J’espère que cette AGE nous permettra de soumettre aux présidents de syndicats départementaux des propositions de réforme allant dans le sens souhaité par la profession. Si tel n’était pas le cas, nous sommes prêts à prendre des mesures de nature à imposer, dans l’esprit de nos tutelles, le niveau d’exaspération et d’impatience de nos confrères. Mais pour le moment, je suis dans une logique de réussite de la négociation, pas dans une logique de chantage. Nous avons tout fait, malgré la difficulté du contexte, pour donner sa chance à la négociation. Laissons-lui ce délai nécessaire. Pour autant, il ne faut pas qu’on se méprenne sur nos intentions : nous ne nous contenterons pas d’un statu quo qui ne permettrait pas l’application de la loi votée en 2009, et mettrait en grave danger de nombreuses officines.

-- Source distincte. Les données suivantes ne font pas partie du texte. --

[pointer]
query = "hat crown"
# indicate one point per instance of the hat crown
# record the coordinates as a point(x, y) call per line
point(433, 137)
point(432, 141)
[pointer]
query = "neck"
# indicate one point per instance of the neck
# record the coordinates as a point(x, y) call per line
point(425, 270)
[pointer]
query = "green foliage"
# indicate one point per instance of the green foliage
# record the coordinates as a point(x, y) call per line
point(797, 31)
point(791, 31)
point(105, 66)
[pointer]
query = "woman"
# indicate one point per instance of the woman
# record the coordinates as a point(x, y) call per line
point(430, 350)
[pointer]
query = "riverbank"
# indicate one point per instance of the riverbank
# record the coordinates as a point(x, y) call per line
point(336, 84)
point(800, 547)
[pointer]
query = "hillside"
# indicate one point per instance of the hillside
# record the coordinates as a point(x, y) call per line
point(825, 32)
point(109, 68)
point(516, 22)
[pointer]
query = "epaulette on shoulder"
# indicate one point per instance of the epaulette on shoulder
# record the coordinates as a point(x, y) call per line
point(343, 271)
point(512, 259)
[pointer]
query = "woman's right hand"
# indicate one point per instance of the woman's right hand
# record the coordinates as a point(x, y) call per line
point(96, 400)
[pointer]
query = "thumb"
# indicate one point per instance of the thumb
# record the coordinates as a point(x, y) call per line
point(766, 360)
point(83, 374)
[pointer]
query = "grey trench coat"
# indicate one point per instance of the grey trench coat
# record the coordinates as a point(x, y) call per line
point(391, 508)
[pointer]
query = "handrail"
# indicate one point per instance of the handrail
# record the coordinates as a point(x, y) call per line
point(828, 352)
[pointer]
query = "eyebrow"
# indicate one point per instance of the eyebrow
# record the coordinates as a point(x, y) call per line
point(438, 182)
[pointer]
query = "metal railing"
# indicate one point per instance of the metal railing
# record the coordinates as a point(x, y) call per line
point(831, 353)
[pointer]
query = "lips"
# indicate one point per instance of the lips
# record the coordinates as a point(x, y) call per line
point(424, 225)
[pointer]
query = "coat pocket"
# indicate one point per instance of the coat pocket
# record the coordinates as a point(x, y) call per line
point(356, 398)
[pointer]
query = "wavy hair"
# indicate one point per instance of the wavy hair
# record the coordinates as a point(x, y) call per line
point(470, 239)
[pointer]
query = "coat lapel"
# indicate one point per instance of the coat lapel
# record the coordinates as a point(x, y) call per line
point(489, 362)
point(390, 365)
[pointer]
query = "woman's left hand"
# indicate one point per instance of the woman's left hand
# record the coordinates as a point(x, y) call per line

Propos recueillis par Laurent Gainza
Photo Miguel Medina


Les coulisses de la négociation
La première réunion de travail sur la nouvelle rémunération s’est tenue le 19 mai au ministère de la Santé, sous l’égide de la Direction de la Sécurité sociale, conformément à la lettre de mission de Roselyne Bachelot. Le constat de la situation catastrophique du réseau dressé par la FSPF, rejoint en cela par les autres organisations syndicales, a été partagé par les représentants des pouvoirs publics. Ceux-ci ont admis que les mesures prises ces dernières années sur le médicament ont, compte tenu de la structure de la marge dégressive lissée, fortement impacté les pharmaciens d’officine. Le groupe a également partagé la nécessité de trouver des moyens pour que le réseau des officines puisse s’adapter de façon optimale aux besoins de la population dans le cadre de la loi actuelle de répartition démogéographique. Plusieurs pistes de travail, pour remédier de façon urgente à la dégradation de l’économie, ont été évoquées par les représentants de la profession, la FSPF considérant qu’une modification de l’arrêté de marge de 1987 visant à diminuer la dégressivité de la marge est la piste d’urgence à privilégier. La FSPF a également insisté sur la volonté de la profession de s’engager dans la voie tracée par la loi HPST et la nécessité d’adapter le mode de rémunération afin de valoriser les prestations pharmaceutiques. Elle a revendiqué la remise en question de la forfaitisation des médicaments en Ehpad qui risque de provoquer des dégâts économiques irréparables pour de nombreuses officines tout en remettant en cause l’égalité d’accès aux soins pour les personnes âgées. Enfin, la FSPF assure « travailler à réunir les propositions des représentants de la profession afin qu’après avoir présenté d’une seule voix les difficultés des pharmaciens, les syndicats puissent montrer un front uni pour la sauvegarde de notre économie ». Une nouvelle réunion devait se tenir la première semaine de juin.